The stage that started it all was in a community theatre. The long-time morning man on Fredericton radio auditioned for a production of Harvey and got the lead role of Elwood P. Dowd. His career began behind the footlights but his interest quickly turned to scripts. His first professionally produced play came with the help of TNB.

“The first time TNB did a play of mine it was called Sinners. It’s was a farce. It’s okay, and it still gets done surprisingly. To see these professional actors doing my show, I was really nervous about the whole process,” said Foster. “I didn’t really know anything about plays until maybe after I’d written seven or eight of them and I started to think, ‘oh this is how it works.’”

But Foster’s success came early. The Melville Boys, his second production, gained positive reviews with productions across Canada, the United States and an off-Broadway in New York.

“The opening night of my play The Melville Boys at TNB in 1983 is one I will never forget. It was so exciting. The audience reaction was unbelievable and the cast was thrilled with the result. I’m still in touch with those cast members after all this time.”

Foster didn’t stop to put his pen down after The Melville Boys, learning about structure and flow of a script.

“I didn’t know as much about structure back then so it [The Melville Boys] was just written from raw emotion and it was my biggest play and got my foot in the door across the country, but I couldn’t write that today because I know too much about how to write a play. I know it sounds weird.”

Foster rarely goes to his plays after he’s seen it because he can always find reasons to rewrite. He said this is one of the “curses of being a writer,” along with the inability to let go of an idea. Foster took a brief break for a year from writing four years ago because he felt like he had so much material that readers didn’t have enough time to digest it.

“I had written so much. There were so many of my plays out there that I thought some of them weren’t getting the recognition I thought they deserved,” Foster said. “I still have a play now that I thought about during that period that I haven’t started yet, that I’ll probably start after I finish these next two. So I just store them away.”

***
Fosters next project Hilda’s Yard will have its premiere October 11 in Fredericton, produced by TNB. The play is set in the 1950s and revolves around the Fluck family. When the children who are in their 30s are finally out of the house, the parents feel like they can start their life. Until one day, there’s a knock at their door and the kids return home.

Foster also had the premiere of On A First Name Basis earlier this year in Ontario where, in addition to writing the play, he starred in it as well.

Foster acts in about three plays each year, some his own and some written by others. Foster said experiencing the feeling of being on the stage as well as off has helped his playwriting.

“Sometimes when I act in my own show and I’ll say a speech and think, ‘this is almost impossible to say why, would I write that?’ So now when I’m writing I say a lot of the lines aloud to make sure they roll off the tongue and they’re not tongue twisters.”

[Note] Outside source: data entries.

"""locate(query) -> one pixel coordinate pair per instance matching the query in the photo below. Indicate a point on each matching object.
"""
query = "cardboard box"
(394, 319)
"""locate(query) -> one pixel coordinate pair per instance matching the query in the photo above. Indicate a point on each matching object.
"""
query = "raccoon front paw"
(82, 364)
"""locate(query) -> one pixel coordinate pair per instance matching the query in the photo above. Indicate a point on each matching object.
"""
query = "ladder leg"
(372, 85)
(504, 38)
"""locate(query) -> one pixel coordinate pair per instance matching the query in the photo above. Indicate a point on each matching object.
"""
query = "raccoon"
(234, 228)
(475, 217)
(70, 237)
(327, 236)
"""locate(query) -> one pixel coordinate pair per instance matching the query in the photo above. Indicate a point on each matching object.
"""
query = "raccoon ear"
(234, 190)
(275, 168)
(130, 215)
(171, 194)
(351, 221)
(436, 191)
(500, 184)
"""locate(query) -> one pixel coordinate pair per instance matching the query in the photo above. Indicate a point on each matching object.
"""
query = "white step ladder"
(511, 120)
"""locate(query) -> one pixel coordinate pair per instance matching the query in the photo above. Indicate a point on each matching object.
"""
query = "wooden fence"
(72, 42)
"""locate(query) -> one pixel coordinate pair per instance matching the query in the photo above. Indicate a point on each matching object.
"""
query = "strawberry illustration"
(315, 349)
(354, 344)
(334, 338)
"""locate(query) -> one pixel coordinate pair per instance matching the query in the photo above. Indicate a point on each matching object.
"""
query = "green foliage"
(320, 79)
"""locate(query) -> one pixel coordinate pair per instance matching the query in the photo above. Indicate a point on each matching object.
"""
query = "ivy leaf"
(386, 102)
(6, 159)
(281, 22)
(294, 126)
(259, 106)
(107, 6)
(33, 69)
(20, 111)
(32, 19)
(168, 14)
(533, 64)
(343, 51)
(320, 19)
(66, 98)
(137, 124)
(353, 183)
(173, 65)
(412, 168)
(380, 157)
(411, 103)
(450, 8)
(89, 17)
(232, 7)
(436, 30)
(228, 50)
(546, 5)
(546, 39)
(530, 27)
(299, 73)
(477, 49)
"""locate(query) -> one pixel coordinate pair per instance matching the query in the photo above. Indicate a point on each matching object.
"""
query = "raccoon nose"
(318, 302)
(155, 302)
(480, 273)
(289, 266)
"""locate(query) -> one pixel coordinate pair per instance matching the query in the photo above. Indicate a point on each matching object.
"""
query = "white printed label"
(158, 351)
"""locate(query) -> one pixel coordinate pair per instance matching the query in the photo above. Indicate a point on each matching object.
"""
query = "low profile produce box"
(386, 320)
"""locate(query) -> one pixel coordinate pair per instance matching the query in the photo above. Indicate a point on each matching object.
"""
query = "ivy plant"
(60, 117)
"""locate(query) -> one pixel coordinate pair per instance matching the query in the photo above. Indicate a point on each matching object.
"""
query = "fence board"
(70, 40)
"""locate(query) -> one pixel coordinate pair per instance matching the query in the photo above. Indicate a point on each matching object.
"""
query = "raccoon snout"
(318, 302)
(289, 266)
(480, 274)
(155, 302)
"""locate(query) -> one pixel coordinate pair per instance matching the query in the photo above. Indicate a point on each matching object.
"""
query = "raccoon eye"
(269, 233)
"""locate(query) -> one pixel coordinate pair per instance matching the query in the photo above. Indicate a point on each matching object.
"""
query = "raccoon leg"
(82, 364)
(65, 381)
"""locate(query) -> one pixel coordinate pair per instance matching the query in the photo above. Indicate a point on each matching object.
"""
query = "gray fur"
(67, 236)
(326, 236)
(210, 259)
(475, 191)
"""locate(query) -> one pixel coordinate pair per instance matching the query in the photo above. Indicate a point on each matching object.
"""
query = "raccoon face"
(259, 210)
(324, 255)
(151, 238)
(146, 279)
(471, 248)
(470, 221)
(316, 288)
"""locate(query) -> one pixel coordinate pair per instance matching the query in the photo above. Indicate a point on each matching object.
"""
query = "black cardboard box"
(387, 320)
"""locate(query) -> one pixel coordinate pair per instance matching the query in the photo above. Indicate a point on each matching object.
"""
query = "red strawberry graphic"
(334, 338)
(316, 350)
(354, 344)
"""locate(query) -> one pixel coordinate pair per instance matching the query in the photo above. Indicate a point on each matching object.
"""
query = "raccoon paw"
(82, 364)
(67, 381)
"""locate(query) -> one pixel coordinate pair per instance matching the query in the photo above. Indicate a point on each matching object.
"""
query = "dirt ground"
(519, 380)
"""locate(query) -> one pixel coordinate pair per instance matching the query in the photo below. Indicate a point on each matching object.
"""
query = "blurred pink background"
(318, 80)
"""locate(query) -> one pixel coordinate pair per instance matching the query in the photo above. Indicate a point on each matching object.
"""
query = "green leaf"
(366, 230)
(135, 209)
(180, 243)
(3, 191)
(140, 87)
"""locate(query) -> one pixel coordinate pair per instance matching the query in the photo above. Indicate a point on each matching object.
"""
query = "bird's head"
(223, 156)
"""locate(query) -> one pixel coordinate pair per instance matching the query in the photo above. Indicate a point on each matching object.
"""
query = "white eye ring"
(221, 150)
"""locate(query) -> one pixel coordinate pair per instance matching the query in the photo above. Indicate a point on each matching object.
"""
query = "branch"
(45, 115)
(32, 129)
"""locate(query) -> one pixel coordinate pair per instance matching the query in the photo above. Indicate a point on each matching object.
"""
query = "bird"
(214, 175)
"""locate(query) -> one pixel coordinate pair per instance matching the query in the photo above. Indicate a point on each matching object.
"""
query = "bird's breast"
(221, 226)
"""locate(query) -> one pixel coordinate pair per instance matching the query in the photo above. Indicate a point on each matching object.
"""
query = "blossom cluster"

Foster said his greatest play is still to come and that every artist has this complex. Their next song or book will be their best. Right now he thinks Hilda’s Yard is it, but once he starts his new project these thoughts will most likely change like it always does when he begins a new project. But what won’t change is his love for writing comedy.

“I love setting up the punch line. It might be set up like 20 pages before and it pays off in the second act. I love doing that. I love surprising an audience with a laugh, it just thrills me. Sometimes when I’m writing I laugh at stuff I’ve written.”

***
A man walked over to the table and Foster waved at him.

“We’re just wrapping up here John, if you want to sit at the bar I’ll be right over,” said Foster.

Foster seemed right at home in Fredericton. He continued like we had never been interrupted.

“There’s something about Fredericton that clicks with me. I can’t pinpoint it but there’s something that triggers in my brain that says ‘this is where I should be and I should have been here the whole time. But here I am, thrilled to be back.”